Drôle de rencontre
Posté par BernartZé le 27 novembre 2016
Une nouvelle vie
Ne tenant plus debout sur ses jambes il était tombé une fois de plus.
Ayant chuté avec lui, sa avait décidé de reprendre sa liberté et sa vie en mains en toute autonomie.
Ras-le-bol de ce vieillard cacochyme !
Lui était bêtement resté là sur le trottoir à attendre une main secourable pour l’aider à se relever ; bêtement resté là sidéré faute de considération et d’attention.
Il avait d’autant plus attendu que la majorité des passants pensaient qu’il mendiait assis par terre au vu de son air résigné ; les seuls regards croisés étaient emplis de compassion vaine.
Perdu sans sa canne qui avait lâchement pris ses jambes à son cou, il se sentit vieux et idiot.
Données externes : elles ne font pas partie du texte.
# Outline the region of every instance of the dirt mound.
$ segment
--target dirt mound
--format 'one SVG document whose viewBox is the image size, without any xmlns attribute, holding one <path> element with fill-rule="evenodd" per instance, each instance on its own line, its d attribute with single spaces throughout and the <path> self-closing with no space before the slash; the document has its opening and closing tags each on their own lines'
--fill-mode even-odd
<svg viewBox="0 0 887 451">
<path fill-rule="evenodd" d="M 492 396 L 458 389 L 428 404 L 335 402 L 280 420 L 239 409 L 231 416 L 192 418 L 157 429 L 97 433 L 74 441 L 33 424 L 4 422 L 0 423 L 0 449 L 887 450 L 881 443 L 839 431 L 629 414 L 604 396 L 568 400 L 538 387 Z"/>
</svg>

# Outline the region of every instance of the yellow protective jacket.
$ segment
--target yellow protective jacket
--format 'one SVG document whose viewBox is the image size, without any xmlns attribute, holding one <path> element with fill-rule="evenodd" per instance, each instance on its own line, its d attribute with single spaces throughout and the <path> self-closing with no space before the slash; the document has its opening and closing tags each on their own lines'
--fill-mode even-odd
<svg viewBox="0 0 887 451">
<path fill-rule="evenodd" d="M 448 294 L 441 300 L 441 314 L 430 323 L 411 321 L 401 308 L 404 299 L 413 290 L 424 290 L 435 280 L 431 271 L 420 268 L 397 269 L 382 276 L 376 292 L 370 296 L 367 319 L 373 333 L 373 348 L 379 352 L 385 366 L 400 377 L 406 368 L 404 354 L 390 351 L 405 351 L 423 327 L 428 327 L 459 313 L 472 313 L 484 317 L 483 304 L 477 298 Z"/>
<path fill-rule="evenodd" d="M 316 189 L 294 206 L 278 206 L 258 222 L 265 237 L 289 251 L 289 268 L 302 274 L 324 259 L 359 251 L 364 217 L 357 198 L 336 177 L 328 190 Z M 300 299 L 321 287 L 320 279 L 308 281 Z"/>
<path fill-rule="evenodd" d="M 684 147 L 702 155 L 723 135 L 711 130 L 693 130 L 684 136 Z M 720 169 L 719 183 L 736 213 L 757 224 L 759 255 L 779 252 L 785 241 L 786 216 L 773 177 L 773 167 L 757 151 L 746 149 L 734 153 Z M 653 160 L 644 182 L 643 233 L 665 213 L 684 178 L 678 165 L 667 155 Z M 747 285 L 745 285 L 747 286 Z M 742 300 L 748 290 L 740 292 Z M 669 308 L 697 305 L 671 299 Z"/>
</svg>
Au bout de trente-deux heures huit minutes et quatre secondes une canne anglaise passa.
« Bon dieu de bois !, se dit-elle, que fait donc ce vieil homme esseulé ? ».
Entreprenante pleine d’aplomb et d’aluminium elle l’aida à se redresser dignement et à marcher jusqu’à un abri où il put prendre le temps de retrouver ses esprits.
Incapable sur le moment de dire s’il faisait jour ou nuit, il savait bien – à quatre-vingt-sept ans – qu’il lui restait à vivre plus de douleurs que de plaisirs.
Cette rencontre surprise le ravit et l’étonna ; il n’aurait jamais attendu un tel réconfort et un appui inespéré capable de redonner des couleurs à son existence.
Le retour d’un peu de chaleur radiante venait à point nommé.
Certes il n’était pas question d’un feu de cheminée mais elle était rassérénante.
Ce précieux soutien inopiné le transfigura.
Il pleuvait sur Brest une fois encore.
Les pigeons volaient bas s’abritant comme ils pouvaient.
Ils étouffèrent un rire en le voyant glisser sur le macadam.
Les yeux écarquillés ils virent sa canne le maintenir à temps et le redresser pour lui éviter une dangereuse chute pouvant transformer son squelette en jeu d’osselets et son corps en chair bien saignante.
Ils ne virent pas le champignon de paille croisé en chemin qui lui fit un clin d’œil.
Hallucinant pour tout autre que lui qui était devenu habitué de ce genre de manifestations étrangères.
Sa canne en était forcément responsable ; depuis le jour de leur rencontre il n’avait pas cessé de voir surgir dans son paysage de drôles d’olibrius.
Ce genre de divertissement l’amusait toujours, l’aidant à accepter de vieillir.
Les années passèrent et il compta son premier siècle.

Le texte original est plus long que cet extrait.